Solana price remained under pressure on June 4 as the broader cryptocurrency market extended its decline. SOL fell toward a key support zone after Bitcoin dropped below major resistance and risk appetite weakened across digital assets.
The decline also coincided with softer ETF demand, falling futures activity, and weaker on-chain metrics.
The main reason behind the ongoing Solana price crash is that the broader crypto market is in a steep sell-off. Bitcoin dropped to nearly $60,000, while the market capitalization of all coins fell to $2.2 trillion.
This crypto crash has been triggered by the ongoing rotation from digital coins to the stock market, which continues to fire on all cylinders. The S&P 500 and Nasdaq 100 indices have all jumped by double digits this year, and their ETF inflows are on an uptrend.
This growth is happening because of the AI boom that has pushed top stocks to their record highs. For example, top stocks like Sandisk, Micron, Seagate, and Western Digital have all jumped to their record highs this year. This interest is leading to a lower demand for other assets like crypto and gold.
Solana price is also slumping because of the performance of its ETFs. These funds have been highly resilient in the past few months, outperforming Bitcoin and Ethereum. They experienced the last outflow on April 30, when they lost $1.24 million in assets. In May, they experienced over $115 million in inflows as Bitcoin and Ethereum shed billions.

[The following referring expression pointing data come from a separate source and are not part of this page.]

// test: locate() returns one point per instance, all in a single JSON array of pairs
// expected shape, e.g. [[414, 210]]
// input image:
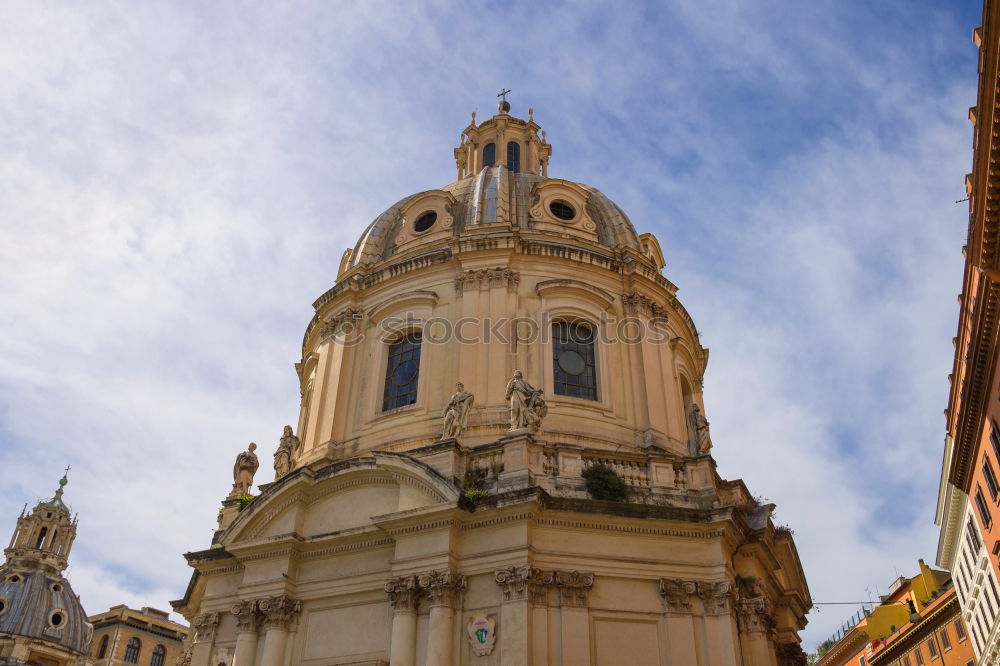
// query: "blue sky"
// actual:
[[179, 182]]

Therefore, SOL price is slumping today because the funds shed $12.7 million in assets on Monday. Bitwise’s BSOL shed over $11.56 million in assets, while Grayscale’s GSOL lost $1.15 million. That is a sign that investors are starting to capitulate.
Meanwhile, data shows that liquidations in the crypto industry jumped to over $1.7 billion in the last 24 hours. Bitcoin’s liquidations jumped to $786 million, while Ethereum’s rose to $401 million. Solana positions worth over $90 million were liquidated in this period. Liquidations happen when exchanges are forced to close positions as losses mount. These liquidations often lead to more selling pressure.
The soaring liquidations coincided with the negative funding rate. A funding rate refers to a fee that bulls and bears pay in perpetual futures to maintain their positions. A negative funding rate is a sign that investors expect the future price to be lower than the spot price.
Solana futures open interest | Source: TradingView
More data, as shown below, shows that Solana’s futures open interest has continued falling this month. It stood at $4.9 billion from a high of $16 billion in November last year.
Third-party data shows that Solana’s fundamentals are weakening. Data shows that the total value locked in Solana’s DeFi ecosystem has continued falling this year. It retreated to $5.37 million, the lowest level since 2024. At its peak, the TVL stood at over $12 billion.
The same is happening with its stablecoin supply, which has slumped to $15 billion from a high of $16.5 billion in May. That is a sign that the situation is deteriorating, which is leading to lower fees.
Solana price chart | Source: TradingView
The daily chart shows that the SOL price has slumped in the past few days, moving to its lowest level since February this year. It moved below the lower side of the horizontal channel, a sign that bears have prevailed.
The coin has slumped below all moving averages, a sign that bears have prevailed. There are also signs that the coin has formed a bearish flag pattern, a common bearish sign in technical analysis.
Therefore, the coin will likely have a strong bearish breakout in the near term. If this happens, the next key level to watch will be at $50.